We will now click "Ignore > This Item Location" to ignore the entire file.

Identity Finder asks us to verify that we want to ignore this file location, and we'll click "Yes" to perform the ignore.

The result we ignored is removed from our list of locations and we can see in the bottom right corner of the client that our "Locations:" and "Matches:" numbers have decreased. After closing the client, the client will report back to the Console to update our result to reflect that it has been ignored. We can see in the Results tab that our file has been updated to its newly ignored status.

Rescan from the client

Some administrators have found rescanning an endpoint during a face-to-face meeting with an identified user works well for performing remediation. This provides a great opportunity to show end users how they can perform their own scans and remediation, and can be helpful for verifying that all identified files have been handled in an appropriate manner. Before using this approach, it is important to consider the following points:

Rescanning from the client works well with the "Use User Databases/Ignore Files by Hash" setting which is described below.
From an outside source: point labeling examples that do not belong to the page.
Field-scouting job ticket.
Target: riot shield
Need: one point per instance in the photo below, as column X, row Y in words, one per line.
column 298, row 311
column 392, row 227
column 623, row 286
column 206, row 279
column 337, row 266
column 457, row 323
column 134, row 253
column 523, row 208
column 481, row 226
Ignore StorageMethod - User Databases

This approach is more a helpful "tactic" rather than a full remediation strategy, and can be used with both Console- and client-centric approaches. The problem and the solution this provides are explained below:

When a location or match is ignored in Identity Finder, it is added to a list of files or matches to ignore in subsequent searches. By default, when the ignore action is performed through the client, this list is stored in the Identity Finder Profile that performed the ignore. This list is visible to the user in the application's settings (File > Settings > Ignore on Windows and Identity Finder > Preferences > Ignore on OS X) and contains plain-text locations or matches. Because Identity Finder Profiles are password protected and unique to the user currently logged on to a machine, they are not checked by Console-initiated scans and all files in the list will be searched. This can cause unexpected results to appear in the Console if, for example, an end user proactively performed her own scan through the client, found a false positive and chose to ignore it. While this file will no longer be identified in any scans she starts interactively through the client, any Console-initiated scan will still pick it up.
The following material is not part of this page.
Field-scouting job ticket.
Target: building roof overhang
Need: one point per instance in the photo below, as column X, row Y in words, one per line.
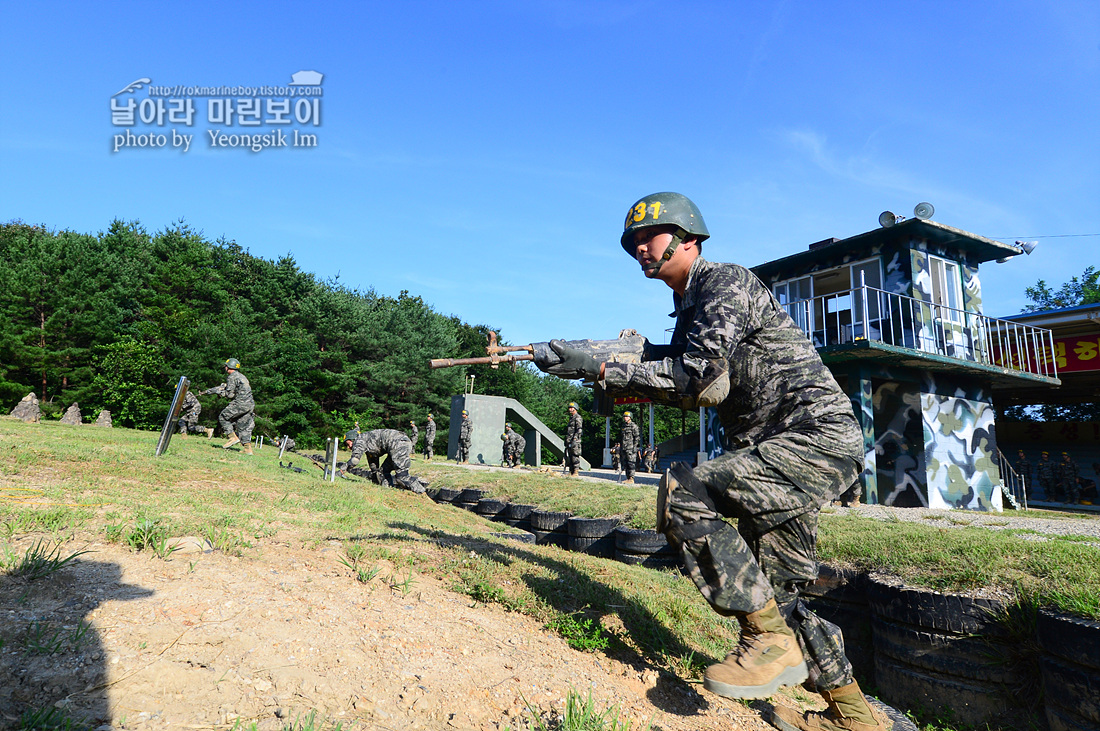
column 977, row 248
This behavior can be changed, and it is done by changing the policy setting Settings\Actions\Ignore\StorageMethod. When changed to "Use User Databases/Ignore Files by Hash", Identity Finder will create a database of ignored files and place it in the file system of the currently logged on user. Any Console-initiated scan, be it a Scheduled Task or on-demand search, will use this database, along with any ignores done through the Console, as long as they are Locally Logged on User scans. Scans done as the System user will not make use of the User Database because the System account is not the currently logged on user. These User Databases are unique to each user on the machine and Identity Finder respects that uniqueness, even at a System user level.

This change will affect how the ignore list is displayed in the Console. As mentioned before, the ignore list will display the full file path in the ignore list by default. When using the "Use User Databases/Ignore Files by Hash" setting, ignores will be displayed in the ignore list by their hash. It is still possible to manage the ignore list from the client but to view the file that has been ignored, the hash must be selected in the list and the "Show Path" button pressed.

This is a good change to consider making to your policy if you have end users who like to run scans on their own. It is also useful if your remediation strategy is to meet face-to-face with an identified user and then launch a new scan during your meeting. Once again, it is important to remember that this setting only works with Locally Logged on User scans from the Console.